2. Accept that qbert is "as far as we can get" without 128-bit
GPRs and pivot to a different ELF (homebrew that's
32-bit-clean) or to hardware-facing deliverables.
I'd recommend (1) is the right next move — qbert has been a
productive test vector, and the SIMD byte-walker shape is
universal across PS2 stdlib code.
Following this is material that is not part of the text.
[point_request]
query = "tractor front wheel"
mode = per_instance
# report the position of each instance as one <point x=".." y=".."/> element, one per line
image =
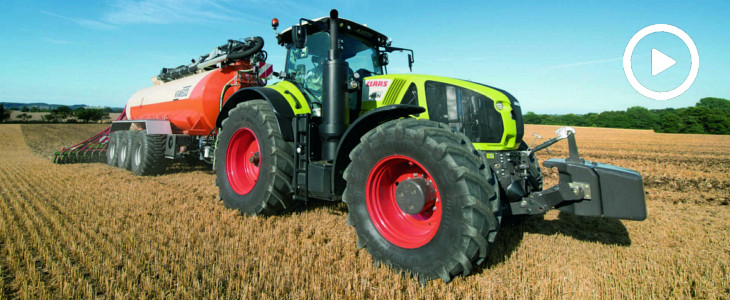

Future game ELFs will hit
the same wall.
## Files changed
- `rtl/ee/ee_core_stub.sv` — 5 surgical edits.
- `sim/tb/integration/tb_ee_core_pand.sv` — new focused TB.
- `sim/Makefile` — target + both regression lists.
## Regression
In flight; expected **170/170**.
## Pattern review (12 chapters)
| Ch | Blocker | Edits | Pattern |
|----|---------|-------|---------|
| 271 SQ | first qbert | 5 | NEW 4-beat write |
| 272 DADDU | | 4 | NEW ALU-low-32 |
| 273 SYSCALL HLE | | 2 | NEW gated dispatcher |
| 274 BEQL | | 6 | NEW branch+squash |
| 275 SD | | 7 | REUSE SQ counter |
| 276 DSLL | | 4 | REUSE DADDU |
| 277 BNEL | | 6 | REUSE BEQL squash |
| 278 PCPYLD | | 4 | NEW MMI narrow-decode |
| 279 LQ | | 5 | REUSE LW path |
| 280 PSUBB | | 5 | REUSE MMI narrow (byte-SIMD new) |
| 281 PNOR | | 5 | REUSE MMI narrow + NOR arm |
| **282 PAND** | | **5** | **REUSE MMI narrow + AND arm** |
5 NEW patterns + 7 REUSE chapters. The reuse density is at
its peak right now, but Ch283 PCPYUD is signaling that the
"low-32-only" approximation has reached its natural boundary.
Codex's framing on whether to widen the regfile or pivot
elsewhere will set the direction for the next stretch.